25 junho 2006

O MENINO DA SUA MÃE - 1



No plaino abandonado
Que a morna brisa aquece,
De balas trespassado
- Duas, de lado a lado -,
Jaz morto, e arrefece.

Raia-lhe a farda o sangue
De braços estendidos,
Alvo, louro, exangue,
Fita com olhar langue
E cego os céus perdidos.

Tão jovem! Que jovem era!
(Agora que idade tem?)
Filho único, a mãe lhe dera
Um nome e o mantivera:
«O menino da sua mãe».

Caiu-lhe da algibeira
A cigarreira breve.
Dera-lhe a mãe. Está inteira
E boa a cigarreira.
Ele é que já não serve.

De outra algibeira, alada
Ponta a roçar o solo,
A brancura embainhada
De um lenço... deu-lho a criada
Velha que o trouxe ao colo.

Lá longe, em casa, há a prece:
"Que volte cedo, e bem!"
(Malhas que o Império tece!)
Jaz morto, e apodrece,
O menino da sua mãe.

Uma das características mais impressionantes deste poema de Fernando Pessoa é a sua intemporalidade. Escrita provavelmente com referência à 1ª Guerra Mundial, poderia ser lido e declamado assentando na actualidade de então como uma luva, mais de 50 anos passados, pensando na Guerra Colonial. E traduzido para inglês, ainda hoje muitas mães de soldados norte-americanos caídos no Iraque poder-se-ão reconhecer nele.

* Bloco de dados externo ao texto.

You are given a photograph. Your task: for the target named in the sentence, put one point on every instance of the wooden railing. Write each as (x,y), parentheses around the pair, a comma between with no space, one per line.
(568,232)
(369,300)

Outra das facetas mais marcantes do poema é a crueldade inusitada, muito estranha e fora do normal no estilo de Pessoa, do trecho composto pelos últimos três versos da antepenúltima estrofe: Está inteira e boa a cigarreira. Ele é que já não serve. Mas terá sido precisamente por causa dessa invulgaridade que dele me lembrei ao ler hoje uma notícia do Diário de Notícias (p.15), em que Dick Cheney se mostra irritado com notícias que revelaram programa secreto.

O programa secreto em questão é o de seguir os fluxos financeiros interbancários de forma a conseguir identificar as redes do terrorismo internacional. Sem discutir a pertinência e a premência do programa, com a qual concordo, é preciso que Cheney não se esqueça que ele e os seus amigos já hipotecaram a sua credibilidade ao anunciarem armas de destruição maciça onde não as havia, entre muitas outras peripécias.

Ou, parafraseando aqueles três versos de Pessoa: Estamos de acordo que é bom o programa. Ele – que o dirige – é que já não inspira confiança nenhuma.